Some Armenian newspapers are not convinced by Defense Minister Serzh Sarkisian’s assurances that his expected appointment as head of Robert Kocharian’s election campaign will not draw the military into the electoral process. “Aravot,” “Haykakan Zhamanak” and “Orran” say they do not trust the powerful minister.
“Haykakan Zhamanak” says both Kocharian and Raffi Hovannisian are not eligible to run in the presidential elections, arguing that they have not been Armenian nationals long enough. The paper predicts that the Central Election Commission will register both men because otherwise it would have to somehow rationalize its refusal. “In that case, the legitimacy of Kocharian’s nomination will be called into question.”
“Hayots Ashkhar” claims that after Levon Ter-Petrosian’s refusal to run for president Hovannisian and Stepan Demirchian will vie for the status of the main opposition candidate. They will be seeking to “prove that there exists a political alternative to the existing authorities.” Ter-Petrosian’s Armenian Pan-National Movement (HHSh), according to the paper, will now pin its hopes on Demirchian. As for Hovannisian, his main mission is to create “noise around the legitimacy of the incumbent president.”
A top aide to another opposition leader, Artashes Geghamian, tells “Haykakan Zhamanak” that Geghamian’s National Unity party and its electoral allies, the Communists and the Socialist Armenia bloc, have already agreed on the distribution of government posts in the event of their victory. Aleksan Karapetian says Geghamian does not want to control the so-called power ministries. He instead wants to concentrate on “macroeconomic issues.”
An extensive analysis in “Hayastani Hanrapetutyun” sums up Geghamian’s political career with the following sarcastic headline: “From Communist atheism to biblical populism.” The paper thereby accentuates on Geghamian’s Communist past and ridicules his current frequent references to the main tenets of Christianity. It also describes him as “an unreliable partner even in his own camp.” “The political career of this politician began from his nomination [in 1998] as a presidential candidate and will presumably end in the same manner.”
“Aravot” laments the absence of any “fresh” ideas to resolve the Nagorno-Karabakh conflict in the discourse of the opposition candidates.

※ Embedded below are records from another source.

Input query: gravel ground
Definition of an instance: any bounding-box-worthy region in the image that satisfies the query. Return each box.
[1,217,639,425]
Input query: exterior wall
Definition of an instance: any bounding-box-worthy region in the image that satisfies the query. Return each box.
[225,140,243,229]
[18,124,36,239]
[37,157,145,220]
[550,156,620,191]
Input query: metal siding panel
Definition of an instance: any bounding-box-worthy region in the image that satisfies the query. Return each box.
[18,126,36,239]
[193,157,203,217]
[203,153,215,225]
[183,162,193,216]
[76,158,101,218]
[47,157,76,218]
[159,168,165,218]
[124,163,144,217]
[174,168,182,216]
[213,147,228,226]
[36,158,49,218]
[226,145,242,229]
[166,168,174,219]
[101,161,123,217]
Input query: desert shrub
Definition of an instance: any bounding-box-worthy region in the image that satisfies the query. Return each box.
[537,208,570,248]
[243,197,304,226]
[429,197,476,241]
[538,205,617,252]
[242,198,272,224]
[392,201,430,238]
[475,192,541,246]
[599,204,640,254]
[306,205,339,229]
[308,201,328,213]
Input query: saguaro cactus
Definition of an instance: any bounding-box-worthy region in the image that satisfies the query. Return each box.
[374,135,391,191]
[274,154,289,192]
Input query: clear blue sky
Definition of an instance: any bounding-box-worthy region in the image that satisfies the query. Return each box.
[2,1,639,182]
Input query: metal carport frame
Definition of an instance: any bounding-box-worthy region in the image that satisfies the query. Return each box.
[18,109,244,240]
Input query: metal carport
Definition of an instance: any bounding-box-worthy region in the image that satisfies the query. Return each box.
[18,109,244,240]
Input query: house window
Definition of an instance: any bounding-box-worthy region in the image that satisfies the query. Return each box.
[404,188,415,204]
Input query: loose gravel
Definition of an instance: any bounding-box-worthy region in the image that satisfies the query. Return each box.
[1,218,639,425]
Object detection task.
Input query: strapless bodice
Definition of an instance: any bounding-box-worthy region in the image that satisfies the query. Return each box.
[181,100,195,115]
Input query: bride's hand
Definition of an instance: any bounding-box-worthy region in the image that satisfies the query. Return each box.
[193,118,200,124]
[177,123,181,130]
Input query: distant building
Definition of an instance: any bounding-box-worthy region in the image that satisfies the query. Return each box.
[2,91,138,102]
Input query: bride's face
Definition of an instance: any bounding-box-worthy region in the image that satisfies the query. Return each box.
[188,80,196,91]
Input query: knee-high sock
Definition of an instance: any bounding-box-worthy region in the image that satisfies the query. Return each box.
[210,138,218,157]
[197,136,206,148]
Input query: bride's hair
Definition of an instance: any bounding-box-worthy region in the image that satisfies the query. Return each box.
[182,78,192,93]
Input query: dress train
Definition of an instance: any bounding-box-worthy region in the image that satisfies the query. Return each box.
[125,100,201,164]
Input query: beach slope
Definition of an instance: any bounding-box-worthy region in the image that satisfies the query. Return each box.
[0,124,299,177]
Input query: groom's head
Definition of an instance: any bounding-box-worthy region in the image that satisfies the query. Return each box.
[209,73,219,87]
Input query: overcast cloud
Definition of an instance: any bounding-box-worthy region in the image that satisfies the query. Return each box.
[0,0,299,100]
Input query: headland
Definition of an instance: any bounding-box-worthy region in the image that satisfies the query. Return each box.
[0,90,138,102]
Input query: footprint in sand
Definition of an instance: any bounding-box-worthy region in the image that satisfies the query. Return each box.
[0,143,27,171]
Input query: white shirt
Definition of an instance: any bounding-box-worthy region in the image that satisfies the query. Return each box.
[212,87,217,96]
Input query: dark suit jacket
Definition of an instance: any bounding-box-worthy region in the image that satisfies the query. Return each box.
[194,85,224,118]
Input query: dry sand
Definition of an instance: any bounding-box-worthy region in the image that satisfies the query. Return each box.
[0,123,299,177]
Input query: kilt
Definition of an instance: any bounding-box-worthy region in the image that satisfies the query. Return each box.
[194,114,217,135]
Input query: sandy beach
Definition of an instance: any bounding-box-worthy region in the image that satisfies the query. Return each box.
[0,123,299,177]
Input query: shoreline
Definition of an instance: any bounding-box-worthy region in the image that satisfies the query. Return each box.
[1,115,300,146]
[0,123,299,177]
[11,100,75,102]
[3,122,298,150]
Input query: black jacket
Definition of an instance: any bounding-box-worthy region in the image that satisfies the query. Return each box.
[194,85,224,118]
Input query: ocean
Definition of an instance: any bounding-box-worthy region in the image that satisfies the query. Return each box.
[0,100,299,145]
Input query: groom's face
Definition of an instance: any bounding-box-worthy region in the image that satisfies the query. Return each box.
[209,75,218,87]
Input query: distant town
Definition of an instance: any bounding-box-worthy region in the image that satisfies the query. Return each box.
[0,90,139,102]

And yet Karabakh is the fundamental problem facing Armenia. The oppositionists’ economic recipes are also vague and “populist.” “There are no politicians who can offer a real alternative to the current political line. Therefore, Robert Kocharian has good chances of winning a clean election, but only in the second round.” Kocharian, the paper says, must restrain the zeal of his numerous supporters who want to keep him in power at any cost.
Newspapers also report on Wednesday’s shootout in Yerevan’s Davitashen district which left one person, a nephew of parliament deputy Ruben Gevorgian, dead. “Haykakan Zhamanak” claims that it was part of a commercial dispute between Gevorgian and businessman Samvel Aleksanian. The paper links the incident to the November 5 attack on Davitashen’s chief executive which was blamed on Aleksanian’s supporters. Law-enforcement authorities took no action at the time.